This section describes the terminology used often in character conversions, such as BMP and Charconv converters.
Textual data in electronic devices is stored in terms of a character set. A character set is a group of characters, each of which is encoded as a different number. The appearance of each character is not a property of the character set, but rather of the font. So a character may be rendered using many different glyphs, but will always have the same numeric value within its character set. Other properties which can also be included in a character set’s definition are the direction of writing, and the way in which sets of characters are combined.
Character sets, and the ways of encoding them, have proliferated with the increasing acceptance of computers and communicators throughout the world. This has led to an international standard character set, which encompasses all commonly used character sets, including Eastern ideograms, in a single character set, Unicode, defined by the Unicode Consortium (http://www.unicode.org).
UCS is the name for Unicode Character Set. Unicode characters are generally encoded using one 16-bit value but written to files in two bytes. This is referred to as UCS-2 encoding formats. There are also other Unicode encoding formats such as UTF-16 and UTF-8 for different purposes. For the full definition of these formats, see The Unicode Standard published by the Unicode Consortium.
Unicode points between U+0000 to U+FFFF are called Basic Multilingual Plane (BMP). BMP covers almost all characters in different languages. Code points outside the BMP must be encoded using a "surrogate pair", which consists of two 16-bit values. The Symbian platform currently does not support scripts with characters mapped to code points above U+FFFF. Code points above U+FFFF are also known as supplementary characters.
UTF-16 is one of the Unicode encoding formats. It supports characters within and outside BMP using a number of 16-bit characters.
In the text-processing subsystem, the Symbian platform uses UTF-16 Unicode format. This means that any input to the text-processing subsystem must be in UTF-16. Different character converters can be used to convert text from other encoding formats to UTF-16.
The UCS-2 format of the Unicode character set encodes each character as 2 bytes (16 bits total). However it does not specify which of the bytes is most significant. The byte order, or endian-ness, is left up to the discretion of a particular operating system.
While this is not important within a system, it does mean that text encoded as UCS-2 cannot easily be shared between systems using a different endian-ness. To overcome this problem the Unicode Consortium has defined two transformation formats for sharing Unicode text. The transformation formats explicitly specify byte order, and cannot be misinterpreted by computers using a different byte order.

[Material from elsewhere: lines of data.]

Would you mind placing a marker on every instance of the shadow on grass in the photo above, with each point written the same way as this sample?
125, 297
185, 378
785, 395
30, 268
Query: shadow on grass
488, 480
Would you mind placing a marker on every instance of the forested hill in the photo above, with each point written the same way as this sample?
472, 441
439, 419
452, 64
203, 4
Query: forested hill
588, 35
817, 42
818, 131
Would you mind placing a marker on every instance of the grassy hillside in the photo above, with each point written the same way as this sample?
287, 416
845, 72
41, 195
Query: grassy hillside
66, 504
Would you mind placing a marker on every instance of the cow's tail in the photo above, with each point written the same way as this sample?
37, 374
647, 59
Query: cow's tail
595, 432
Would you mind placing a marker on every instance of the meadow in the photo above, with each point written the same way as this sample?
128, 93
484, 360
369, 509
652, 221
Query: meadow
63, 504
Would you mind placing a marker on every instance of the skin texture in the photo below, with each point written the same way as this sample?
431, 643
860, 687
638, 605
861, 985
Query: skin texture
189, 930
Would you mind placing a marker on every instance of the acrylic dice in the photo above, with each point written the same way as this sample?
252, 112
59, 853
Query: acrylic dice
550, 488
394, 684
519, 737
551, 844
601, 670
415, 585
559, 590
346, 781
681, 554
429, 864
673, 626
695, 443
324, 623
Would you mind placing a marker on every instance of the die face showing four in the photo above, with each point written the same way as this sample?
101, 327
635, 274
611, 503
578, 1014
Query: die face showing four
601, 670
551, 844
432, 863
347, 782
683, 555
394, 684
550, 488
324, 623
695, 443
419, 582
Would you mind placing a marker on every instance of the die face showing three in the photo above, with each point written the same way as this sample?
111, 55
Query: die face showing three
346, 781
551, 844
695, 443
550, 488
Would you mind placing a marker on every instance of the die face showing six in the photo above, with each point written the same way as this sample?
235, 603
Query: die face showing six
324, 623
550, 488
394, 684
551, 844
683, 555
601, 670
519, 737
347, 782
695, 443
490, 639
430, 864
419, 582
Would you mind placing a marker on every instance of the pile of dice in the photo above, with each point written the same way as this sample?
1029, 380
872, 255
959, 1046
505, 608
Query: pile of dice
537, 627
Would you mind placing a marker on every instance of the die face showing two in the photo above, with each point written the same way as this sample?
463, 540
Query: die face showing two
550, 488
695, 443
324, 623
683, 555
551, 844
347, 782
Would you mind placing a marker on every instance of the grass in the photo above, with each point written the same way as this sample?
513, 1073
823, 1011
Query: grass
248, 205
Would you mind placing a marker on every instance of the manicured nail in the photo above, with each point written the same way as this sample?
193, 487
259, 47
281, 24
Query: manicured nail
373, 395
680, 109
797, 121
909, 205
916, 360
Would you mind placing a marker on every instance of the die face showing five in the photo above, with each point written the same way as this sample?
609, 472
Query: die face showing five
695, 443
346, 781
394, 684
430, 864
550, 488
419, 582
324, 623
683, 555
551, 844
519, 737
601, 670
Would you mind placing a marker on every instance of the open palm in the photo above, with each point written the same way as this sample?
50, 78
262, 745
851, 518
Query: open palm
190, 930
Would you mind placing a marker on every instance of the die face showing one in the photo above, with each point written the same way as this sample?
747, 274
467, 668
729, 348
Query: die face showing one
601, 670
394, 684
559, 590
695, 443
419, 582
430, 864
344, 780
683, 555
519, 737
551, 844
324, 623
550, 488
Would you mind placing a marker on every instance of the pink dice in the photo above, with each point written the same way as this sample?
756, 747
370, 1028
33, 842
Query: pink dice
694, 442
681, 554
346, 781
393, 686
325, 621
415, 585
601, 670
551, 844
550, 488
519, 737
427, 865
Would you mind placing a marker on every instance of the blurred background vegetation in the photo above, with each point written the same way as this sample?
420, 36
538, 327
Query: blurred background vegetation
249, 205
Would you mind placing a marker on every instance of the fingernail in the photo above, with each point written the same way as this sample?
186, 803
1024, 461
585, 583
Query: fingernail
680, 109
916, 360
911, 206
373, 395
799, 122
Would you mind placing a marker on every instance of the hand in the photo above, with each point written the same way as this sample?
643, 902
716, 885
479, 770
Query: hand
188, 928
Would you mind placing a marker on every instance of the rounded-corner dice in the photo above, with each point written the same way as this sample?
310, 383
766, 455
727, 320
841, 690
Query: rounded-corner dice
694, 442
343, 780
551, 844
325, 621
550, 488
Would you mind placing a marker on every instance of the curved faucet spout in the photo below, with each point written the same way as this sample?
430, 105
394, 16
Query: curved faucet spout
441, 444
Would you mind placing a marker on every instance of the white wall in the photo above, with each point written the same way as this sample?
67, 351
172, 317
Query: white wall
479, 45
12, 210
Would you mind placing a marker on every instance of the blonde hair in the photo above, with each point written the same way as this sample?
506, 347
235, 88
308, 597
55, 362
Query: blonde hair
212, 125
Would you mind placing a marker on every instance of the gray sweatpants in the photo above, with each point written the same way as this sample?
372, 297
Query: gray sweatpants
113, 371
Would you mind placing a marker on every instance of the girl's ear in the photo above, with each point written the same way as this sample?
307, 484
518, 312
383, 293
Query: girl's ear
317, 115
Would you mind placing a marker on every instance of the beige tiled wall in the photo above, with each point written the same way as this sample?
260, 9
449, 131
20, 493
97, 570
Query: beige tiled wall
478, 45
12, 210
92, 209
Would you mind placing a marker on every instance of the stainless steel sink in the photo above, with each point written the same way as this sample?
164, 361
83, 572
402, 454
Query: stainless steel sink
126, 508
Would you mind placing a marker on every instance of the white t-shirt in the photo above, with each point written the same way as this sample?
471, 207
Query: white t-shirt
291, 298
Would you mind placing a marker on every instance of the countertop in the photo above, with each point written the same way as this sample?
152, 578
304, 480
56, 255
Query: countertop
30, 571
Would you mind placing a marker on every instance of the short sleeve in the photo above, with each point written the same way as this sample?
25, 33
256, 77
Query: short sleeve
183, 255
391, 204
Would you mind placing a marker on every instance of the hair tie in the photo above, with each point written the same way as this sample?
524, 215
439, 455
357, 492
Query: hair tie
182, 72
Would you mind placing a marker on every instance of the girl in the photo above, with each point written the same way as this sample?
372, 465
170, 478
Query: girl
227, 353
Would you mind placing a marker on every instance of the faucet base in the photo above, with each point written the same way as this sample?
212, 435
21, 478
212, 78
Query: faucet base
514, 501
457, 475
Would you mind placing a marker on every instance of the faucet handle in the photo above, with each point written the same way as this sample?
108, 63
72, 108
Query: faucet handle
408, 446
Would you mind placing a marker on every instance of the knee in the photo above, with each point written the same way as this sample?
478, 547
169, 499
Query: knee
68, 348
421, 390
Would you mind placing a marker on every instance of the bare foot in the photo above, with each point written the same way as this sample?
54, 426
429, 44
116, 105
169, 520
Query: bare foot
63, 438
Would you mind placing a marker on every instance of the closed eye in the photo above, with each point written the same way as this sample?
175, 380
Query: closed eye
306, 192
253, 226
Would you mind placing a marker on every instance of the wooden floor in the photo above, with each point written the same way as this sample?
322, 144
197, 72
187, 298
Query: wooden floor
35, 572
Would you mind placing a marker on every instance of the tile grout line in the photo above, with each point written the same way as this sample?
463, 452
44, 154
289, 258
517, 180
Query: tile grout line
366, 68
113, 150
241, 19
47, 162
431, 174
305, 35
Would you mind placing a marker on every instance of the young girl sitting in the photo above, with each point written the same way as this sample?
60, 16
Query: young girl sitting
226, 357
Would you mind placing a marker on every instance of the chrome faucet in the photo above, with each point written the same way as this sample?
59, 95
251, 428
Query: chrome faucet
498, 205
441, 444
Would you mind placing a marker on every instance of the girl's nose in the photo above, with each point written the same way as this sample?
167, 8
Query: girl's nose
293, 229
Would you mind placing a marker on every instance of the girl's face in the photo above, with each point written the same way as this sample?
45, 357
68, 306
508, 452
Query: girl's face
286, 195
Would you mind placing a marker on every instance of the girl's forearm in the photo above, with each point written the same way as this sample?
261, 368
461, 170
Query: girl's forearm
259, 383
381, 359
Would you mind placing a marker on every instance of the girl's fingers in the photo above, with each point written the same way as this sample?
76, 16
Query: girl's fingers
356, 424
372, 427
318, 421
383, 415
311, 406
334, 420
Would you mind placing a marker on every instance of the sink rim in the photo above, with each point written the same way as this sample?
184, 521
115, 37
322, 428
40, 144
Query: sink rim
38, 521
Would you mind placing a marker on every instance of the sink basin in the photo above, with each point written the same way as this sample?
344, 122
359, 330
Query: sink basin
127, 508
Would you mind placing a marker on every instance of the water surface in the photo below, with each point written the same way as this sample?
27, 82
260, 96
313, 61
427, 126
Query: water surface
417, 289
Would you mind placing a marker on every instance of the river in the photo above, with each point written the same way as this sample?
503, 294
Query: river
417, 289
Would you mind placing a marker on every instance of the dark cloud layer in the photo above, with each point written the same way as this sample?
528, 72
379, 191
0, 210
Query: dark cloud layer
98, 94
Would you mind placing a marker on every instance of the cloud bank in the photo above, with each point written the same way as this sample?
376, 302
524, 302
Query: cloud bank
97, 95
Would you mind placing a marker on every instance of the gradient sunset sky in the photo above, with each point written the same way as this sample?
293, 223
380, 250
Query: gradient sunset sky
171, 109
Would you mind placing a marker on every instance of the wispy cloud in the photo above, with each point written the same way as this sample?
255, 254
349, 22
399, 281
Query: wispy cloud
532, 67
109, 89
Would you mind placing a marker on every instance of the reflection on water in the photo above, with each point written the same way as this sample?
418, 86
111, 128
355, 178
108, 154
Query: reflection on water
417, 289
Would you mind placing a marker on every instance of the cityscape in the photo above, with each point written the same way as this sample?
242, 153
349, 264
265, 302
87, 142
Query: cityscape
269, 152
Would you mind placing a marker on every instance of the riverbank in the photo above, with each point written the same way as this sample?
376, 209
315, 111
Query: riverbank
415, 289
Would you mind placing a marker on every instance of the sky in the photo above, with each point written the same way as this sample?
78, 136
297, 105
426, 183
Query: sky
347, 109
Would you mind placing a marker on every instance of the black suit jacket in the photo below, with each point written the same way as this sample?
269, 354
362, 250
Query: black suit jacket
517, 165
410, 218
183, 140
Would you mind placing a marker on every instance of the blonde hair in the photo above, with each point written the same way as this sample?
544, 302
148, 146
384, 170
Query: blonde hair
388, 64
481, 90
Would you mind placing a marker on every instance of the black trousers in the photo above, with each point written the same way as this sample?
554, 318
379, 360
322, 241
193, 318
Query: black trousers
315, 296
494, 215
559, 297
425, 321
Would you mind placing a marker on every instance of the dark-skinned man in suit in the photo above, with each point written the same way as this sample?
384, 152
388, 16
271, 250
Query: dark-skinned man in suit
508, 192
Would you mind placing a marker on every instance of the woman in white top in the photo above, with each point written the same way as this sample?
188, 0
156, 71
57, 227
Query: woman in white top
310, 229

The two transformation formats, UTF-7 and UTF-8, are described below. For the full definition of these formats, see The Unicode Standard published by the Unicode Consortium.
UTF-7
UTF-7 allows Unicode characters to be encoded and transmitted as 8-bit bytes, of which only 7 bits are used. UTF-7 divides the set of Unicode characters into three subsets, which are encoded and transmitted differently.
Set D, is the set of characters which are encoded as a single byte. It includes lower and upper case A to Z, the numeric digits, and nine other characters.
Set O includes the characters ! " # $ % & * ; < = > @ [ ] ^ _ { | }. These characters can be encoded as a single byte, or with the modified base 64 encoding used for set B characters. When encoded as a single byte, set O characters can be misinterpreted by some applications — encoding as modified base 64 overcomes this problem.
Set B comprises the remaining characters, which are encoded as an escape byte followed by 2 or 3 bytes. The encoding format is a modified form of base 64 encoding.
UTF-8
UTF-8 encodes and transmits Unicode characters as a string of 8-bit bytes. All the ASCII characters 0 to 127 are encoded without change; the most significant bit being set to zero is a signal that they have not been changed. Unicode characters U0080 to U07FF are encoded in two bytes, the remaining Unicode characters — except for the surrogates — are encoded in three bytes. The Unicode surrogate characters are supported by the Character Conversion API, but are not currently supported by all Symbian platform components.
A variant of UTF-8 used internally by Java differs from standard UTF-8 in two ways. First, the specific case of the NULL character (0x0000) is encoded in the two-byte format, and second, only the one-, two- and three-byte formats are used, not the four-byte format which is normally used for Unicode surrogate-pairs. An argument to ConvertFromUnicodeToUtf8 controls whether the UTF-8 generated by this is the Java variant. Support for this was removed in v6.0.